Well this was more like it! Humidity levels are still shockingly low for June in NY, but we got heat! Still, despite wearing my little puma tennies with no socks, I have not yet gotten a single blister. Very unusual.
For some reason this trip New York feels faster and louder and more smoggy. Dirt cakes in between toes and lines the inside of my nose like some kind of black rubber cement. It seems smoggier and hazier. And I am just not a sound shopper like my sister. Albeit, she found Sak's Fifth Avenue and Lord & Taylor's a bit overwhelming, still, she has far more stamina than I do.
I remember the fascination with the "it brands" of my day. Esprit and Guess Jeans and such. I remember begging my father to buy me outfits he considered too pricy and feeling mortified when the popular, rich girls at school knew I shopped at the cheap stores and were happy to point it out. But that's so long behind me now. I wear what I like and what is comfortable. So what's "in fashion" rarely appeals to me, and more so, I see the machinery at work in a way that my sister can't...I really don't blame her--it's a strange pressure on kids to be cool and hip. She's all about brands that mean nothing to me, and which are not cheap to boot: Juicy Couture, Seven Jeans, Lacoste. The worst part is, the 80s really are coming back in fashion. I don't get it! Those dumb polo shirts and everything with thick cuffs and bad stripes and garish colors. Loafers and madras designs and little childish prints. It's awful.
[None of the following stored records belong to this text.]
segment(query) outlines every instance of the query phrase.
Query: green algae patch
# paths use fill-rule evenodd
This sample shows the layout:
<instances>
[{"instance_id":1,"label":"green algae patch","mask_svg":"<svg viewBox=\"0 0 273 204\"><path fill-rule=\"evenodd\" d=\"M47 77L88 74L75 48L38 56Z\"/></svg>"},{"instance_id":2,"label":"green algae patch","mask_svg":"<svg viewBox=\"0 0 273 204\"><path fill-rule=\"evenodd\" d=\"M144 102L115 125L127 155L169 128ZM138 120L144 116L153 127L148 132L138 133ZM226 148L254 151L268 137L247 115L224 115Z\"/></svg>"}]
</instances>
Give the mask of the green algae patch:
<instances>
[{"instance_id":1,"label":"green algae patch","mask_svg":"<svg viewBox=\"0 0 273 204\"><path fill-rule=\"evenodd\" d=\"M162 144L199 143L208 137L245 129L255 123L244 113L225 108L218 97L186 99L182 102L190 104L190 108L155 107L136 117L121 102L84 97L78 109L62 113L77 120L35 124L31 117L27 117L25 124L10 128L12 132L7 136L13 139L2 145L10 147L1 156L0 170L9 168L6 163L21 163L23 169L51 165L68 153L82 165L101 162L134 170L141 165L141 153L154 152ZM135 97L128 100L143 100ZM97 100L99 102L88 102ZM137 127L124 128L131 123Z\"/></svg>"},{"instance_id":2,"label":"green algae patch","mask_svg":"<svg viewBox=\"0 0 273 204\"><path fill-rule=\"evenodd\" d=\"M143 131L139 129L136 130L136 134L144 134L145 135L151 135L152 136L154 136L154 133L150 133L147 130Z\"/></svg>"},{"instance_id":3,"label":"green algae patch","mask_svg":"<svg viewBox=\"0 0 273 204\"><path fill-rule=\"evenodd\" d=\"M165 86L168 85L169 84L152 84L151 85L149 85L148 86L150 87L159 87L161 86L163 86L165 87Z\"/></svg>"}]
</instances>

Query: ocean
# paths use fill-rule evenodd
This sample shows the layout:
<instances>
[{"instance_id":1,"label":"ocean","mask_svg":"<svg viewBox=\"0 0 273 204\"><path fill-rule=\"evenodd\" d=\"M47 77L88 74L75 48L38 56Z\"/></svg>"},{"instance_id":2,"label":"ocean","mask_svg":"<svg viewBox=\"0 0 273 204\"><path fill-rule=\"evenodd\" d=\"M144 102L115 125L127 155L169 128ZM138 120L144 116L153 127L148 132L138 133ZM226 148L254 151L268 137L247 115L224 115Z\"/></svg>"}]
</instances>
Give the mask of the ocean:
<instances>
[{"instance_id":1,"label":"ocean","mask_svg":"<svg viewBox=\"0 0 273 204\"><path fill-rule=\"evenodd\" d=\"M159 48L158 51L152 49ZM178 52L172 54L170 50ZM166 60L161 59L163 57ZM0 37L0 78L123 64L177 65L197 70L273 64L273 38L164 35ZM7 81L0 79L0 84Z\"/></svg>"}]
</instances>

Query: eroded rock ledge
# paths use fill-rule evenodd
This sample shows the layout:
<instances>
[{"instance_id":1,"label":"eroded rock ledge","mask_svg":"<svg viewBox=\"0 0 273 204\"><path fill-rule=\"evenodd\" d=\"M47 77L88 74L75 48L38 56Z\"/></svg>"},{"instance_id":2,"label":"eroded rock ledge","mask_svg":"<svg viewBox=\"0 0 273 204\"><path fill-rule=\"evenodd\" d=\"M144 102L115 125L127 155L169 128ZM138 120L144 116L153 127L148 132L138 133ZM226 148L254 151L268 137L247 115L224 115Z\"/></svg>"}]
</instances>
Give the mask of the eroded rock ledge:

I'm not doing a good job of being here now. I just crave California. There are moments throughout the day that are worthwhile, and the sheer pleasure of taking a trip with my sister the likes of which we've never done before and who knows if we will again, outweighs much of the bad.
But the truth is, I'm a homebody and home is where I want to be sharing with and loving on my husband and my kitty; fixing up my novel for my agent (those words are still strange in my head. "MY" agent...); finishing my Writer's Digest book, walking to the farmer's market behind my house, and gosh, most of all: swimming. I so desperately want to go back to swimming.
So though my change purse does say "I heart NY", I'm thinking maybe I heart CA right now a whole lot more.
JPR
3 Comments:
Between the past and the future is life.
I bet there have been many times when you wanted to be in NY. Now you are in NY but you crave for California.
You wanted to have time with A. but you didn't and now you have.
Maybe you could forget about other places other people or other times and just be here and now?
Easy to say, hard to do... but that's my wish from here.
Ah, your last post reminded me of my youthful, girlish past in the steamy streets of NYC... but that was another time, another me, another story completely. Now I'm slowly turning into an old, old man. A few weeks away from being closer to sixty than I am to twenty. How freaky is that? You want humid days? Come to New Hampshire, lady. We got ya humid.
Actually, as the father of a seven year old, your last post made me want to stick my daughter in a convent until she's thirty, or until I'm dead, whichever comes first.
And, last but not least. Congrats on the agent. This must be your time, hippy chick. My best...
Patricia: Oh I am enjoying my sister. I never really want to be in NY; I come for the people here, more than anything. I've had a lot of time in NY due to my travels to Vermont.
I wish I was doing a better job of being here now, but the truth is, I haven't been, and I just have to accept that fact.
Clark:
Yes, well, I'm all ears about your girlish past! The hair kind of gave it away :) I'm not even a mother but I have felt insanely protective of my sister here. It's rough. A warning to men: If a girl looks under 21, she's probably under 18. Significantly under. Cast your eyes off!